Patterns (Nov 2023)
Optimal decision-making in high-throughput virtual screening pipelines
Abstract
Summary: The need for efficient computational screening of molecular candidates that possess desired properties frequently arises in various scientific and engineering problems, including drug discovery and materials design. However, the enormous search space containing the candidates and the substantial computational cost of high-fidelity property prediction models make screening practically challenging. In this work, we propose a general framework for constructing and optimizing a high-throughput virtual screening (HTVS) pipeline that consists of multi-fidelity models. The central idea is to optimally allocate the computational resources to models with varying costs and accuracy to optimize the return on computational investment.
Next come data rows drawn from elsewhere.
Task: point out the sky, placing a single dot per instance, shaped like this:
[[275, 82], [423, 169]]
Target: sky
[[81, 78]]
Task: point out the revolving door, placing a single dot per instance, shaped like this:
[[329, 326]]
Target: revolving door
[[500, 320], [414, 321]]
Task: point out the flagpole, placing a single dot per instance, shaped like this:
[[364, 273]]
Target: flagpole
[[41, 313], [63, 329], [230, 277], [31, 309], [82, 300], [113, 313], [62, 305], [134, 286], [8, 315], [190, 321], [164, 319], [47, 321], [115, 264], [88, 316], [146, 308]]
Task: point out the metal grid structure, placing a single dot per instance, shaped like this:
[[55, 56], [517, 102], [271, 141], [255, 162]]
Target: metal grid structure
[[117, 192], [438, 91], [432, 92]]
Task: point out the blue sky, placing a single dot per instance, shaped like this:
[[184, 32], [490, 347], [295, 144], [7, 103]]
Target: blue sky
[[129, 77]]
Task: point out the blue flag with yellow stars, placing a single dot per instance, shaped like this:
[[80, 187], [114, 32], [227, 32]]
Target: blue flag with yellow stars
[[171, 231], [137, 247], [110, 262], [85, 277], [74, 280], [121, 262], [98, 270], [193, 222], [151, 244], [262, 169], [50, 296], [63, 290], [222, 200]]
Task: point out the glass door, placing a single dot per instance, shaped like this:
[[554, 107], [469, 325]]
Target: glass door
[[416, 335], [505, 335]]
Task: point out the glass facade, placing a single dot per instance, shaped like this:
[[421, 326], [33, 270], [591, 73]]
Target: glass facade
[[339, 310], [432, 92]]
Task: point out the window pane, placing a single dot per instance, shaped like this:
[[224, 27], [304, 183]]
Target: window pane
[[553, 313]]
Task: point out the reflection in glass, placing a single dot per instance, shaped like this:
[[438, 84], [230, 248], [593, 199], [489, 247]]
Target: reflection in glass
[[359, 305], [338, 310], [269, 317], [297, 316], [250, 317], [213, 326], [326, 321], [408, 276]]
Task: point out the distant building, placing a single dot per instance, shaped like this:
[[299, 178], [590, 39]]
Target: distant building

Based on both simulated and real-world data, we demonstrate that the proposed optimal HTVS framework can significantly accelerate virtual screening without any degradation in terms of accuracy. Furthermore, it enables an adaptive operational strategy for HTVS, where one can trade accuracy for efficiency. The bigger picture: Screening large pools of molecular candidates to identify those with specific design criteria or targeted properties is demanding in various science and engineering domains. While a high-throughput virtual screening (HTVS) pipeline can provide efficient means to achieving this goal, its design and operation often rely on experts’ intuition, potentially resulting in suboptimal performance. In this paper, we fill this critical gap by presenting a systematic framework that can maximize the return on computational investment (ROCI) of such HTVS campaigns. Based on various scenarios, we empirically validate the proposed framework and demonstrate its potential to accelerate scientific discoveries through optimal computational campaigns, especially in the context of virtual screening.